Happy Valentine’s Day, everybody! Mary Worth would like to take a break from Dawn’s romantic crisis to show you what real love looks like: it looks like two old people who haven’t experienced drama or conflict or strong emotions of any kind in years going to the same restaurant they always go to and then maybe home for six to nine desultory minutes of hand stuff.

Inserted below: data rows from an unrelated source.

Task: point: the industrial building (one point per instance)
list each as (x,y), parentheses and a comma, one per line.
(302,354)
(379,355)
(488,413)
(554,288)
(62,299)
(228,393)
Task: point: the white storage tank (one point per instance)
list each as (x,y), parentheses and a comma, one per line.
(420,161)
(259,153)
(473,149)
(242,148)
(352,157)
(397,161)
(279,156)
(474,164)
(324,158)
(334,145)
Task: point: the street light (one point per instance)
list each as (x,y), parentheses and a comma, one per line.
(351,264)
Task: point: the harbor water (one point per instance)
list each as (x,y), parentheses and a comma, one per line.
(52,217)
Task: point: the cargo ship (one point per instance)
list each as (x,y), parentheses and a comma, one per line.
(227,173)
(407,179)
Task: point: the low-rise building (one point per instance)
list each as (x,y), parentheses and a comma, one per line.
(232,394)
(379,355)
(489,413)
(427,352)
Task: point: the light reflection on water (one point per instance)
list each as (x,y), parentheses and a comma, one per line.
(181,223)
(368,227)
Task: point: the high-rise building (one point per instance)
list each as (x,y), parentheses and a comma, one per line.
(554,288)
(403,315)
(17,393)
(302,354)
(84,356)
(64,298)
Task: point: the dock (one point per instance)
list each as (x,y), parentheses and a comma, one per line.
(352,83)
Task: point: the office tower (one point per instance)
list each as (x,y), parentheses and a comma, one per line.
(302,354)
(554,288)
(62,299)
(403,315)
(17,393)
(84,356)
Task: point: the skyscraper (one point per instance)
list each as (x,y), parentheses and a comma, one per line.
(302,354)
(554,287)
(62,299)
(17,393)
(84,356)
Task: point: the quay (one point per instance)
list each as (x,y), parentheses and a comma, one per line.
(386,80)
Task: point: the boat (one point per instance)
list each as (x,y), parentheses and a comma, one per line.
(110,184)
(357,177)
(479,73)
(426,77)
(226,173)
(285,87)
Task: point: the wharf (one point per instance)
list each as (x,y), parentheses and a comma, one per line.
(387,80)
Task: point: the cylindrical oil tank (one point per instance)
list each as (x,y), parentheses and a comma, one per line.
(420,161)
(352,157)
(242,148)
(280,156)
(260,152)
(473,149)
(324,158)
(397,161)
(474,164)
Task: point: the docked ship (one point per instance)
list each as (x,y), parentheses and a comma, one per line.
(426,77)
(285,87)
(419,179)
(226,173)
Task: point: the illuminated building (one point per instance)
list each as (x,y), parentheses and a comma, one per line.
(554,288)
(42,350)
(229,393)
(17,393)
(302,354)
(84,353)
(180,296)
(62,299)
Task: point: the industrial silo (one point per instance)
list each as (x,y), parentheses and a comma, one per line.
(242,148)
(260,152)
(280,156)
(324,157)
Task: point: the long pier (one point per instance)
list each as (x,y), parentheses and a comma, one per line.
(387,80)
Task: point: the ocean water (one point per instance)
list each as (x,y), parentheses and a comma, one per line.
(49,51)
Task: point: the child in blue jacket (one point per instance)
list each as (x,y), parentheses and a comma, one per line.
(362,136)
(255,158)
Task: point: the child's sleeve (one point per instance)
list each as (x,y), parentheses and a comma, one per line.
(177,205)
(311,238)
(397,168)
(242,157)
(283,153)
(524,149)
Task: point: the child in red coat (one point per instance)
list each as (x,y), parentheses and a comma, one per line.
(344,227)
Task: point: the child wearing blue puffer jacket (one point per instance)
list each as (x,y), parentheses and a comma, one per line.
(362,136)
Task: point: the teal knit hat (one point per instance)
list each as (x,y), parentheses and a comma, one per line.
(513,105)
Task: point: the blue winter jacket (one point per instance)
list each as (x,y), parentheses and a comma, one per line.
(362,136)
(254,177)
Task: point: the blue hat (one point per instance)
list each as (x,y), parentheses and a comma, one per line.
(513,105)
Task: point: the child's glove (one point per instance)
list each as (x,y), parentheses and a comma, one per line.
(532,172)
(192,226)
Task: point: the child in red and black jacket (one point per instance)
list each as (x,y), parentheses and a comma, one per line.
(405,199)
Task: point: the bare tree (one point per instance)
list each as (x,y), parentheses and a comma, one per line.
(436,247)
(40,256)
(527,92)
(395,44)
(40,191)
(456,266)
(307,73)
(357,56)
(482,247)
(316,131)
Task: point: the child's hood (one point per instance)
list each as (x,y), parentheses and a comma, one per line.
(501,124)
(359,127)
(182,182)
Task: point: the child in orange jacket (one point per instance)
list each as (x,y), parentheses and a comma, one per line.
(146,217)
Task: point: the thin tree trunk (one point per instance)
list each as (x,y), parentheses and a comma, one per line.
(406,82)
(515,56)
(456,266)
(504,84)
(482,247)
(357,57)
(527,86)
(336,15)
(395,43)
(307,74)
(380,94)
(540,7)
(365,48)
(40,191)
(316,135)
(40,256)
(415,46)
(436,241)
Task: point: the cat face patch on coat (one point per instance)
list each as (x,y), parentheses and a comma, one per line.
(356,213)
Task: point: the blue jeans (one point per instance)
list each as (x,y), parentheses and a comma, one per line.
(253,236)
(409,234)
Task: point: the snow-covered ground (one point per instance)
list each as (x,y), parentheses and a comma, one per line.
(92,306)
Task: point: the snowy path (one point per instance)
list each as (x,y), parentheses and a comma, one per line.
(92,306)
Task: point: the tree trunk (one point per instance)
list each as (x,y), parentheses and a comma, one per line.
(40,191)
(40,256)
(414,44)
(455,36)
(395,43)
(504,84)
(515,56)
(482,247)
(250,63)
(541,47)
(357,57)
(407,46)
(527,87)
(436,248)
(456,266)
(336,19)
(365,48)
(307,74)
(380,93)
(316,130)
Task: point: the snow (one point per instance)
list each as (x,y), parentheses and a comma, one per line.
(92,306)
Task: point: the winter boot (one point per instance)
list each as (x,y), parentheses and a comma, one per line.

Mother Goose and Grimm, 2/14/25

Speaking of romance, I’ve decided to duck in to Mother Goose and Grimm again and discovered that Mother Goose’s love life is in a tailspin. Did her boyfriend Hiram leave her for her hairdresser? Has she decided to go to the bar the two of them used to hang out at together to find a new lover? Can birds and humans have sex, in the world of Mother Goose and Grimm? Do birds have teeth there? Do dentists see patients in their own homes, rather than an office dedicated to the practice of dentistry as they do in our world? Has Mother Goose, a bird, put in false teeth specifically to attract the sexual attention of this handsome human dentist? Honestly lots of questions here that I’m not sure any of us are prepared to learn the answers to.

Gil Thorp, 2/14/25

Oh yeah, I’ve been lax in keeping you up to date on Gil Thorp developments, which are as follows: Mudlark semi-superstar Rodney Barnes agreed to let some students make a short documentary film about him, and he came across like a real egotistical jerk in it, so now everybody hates him and won’t pass to him. I like the last panel here, and I assume we’re supposed to imagine “I’m open” echoing sadly as Rodney realizes the enormity of his various blunders.

Dennis the Menace, 2/14/25

Dennis, this is just deep stupidity that would make every single Keane Kid — yes, even PJ — ashamed. The only person you’re a menace to is … yourself.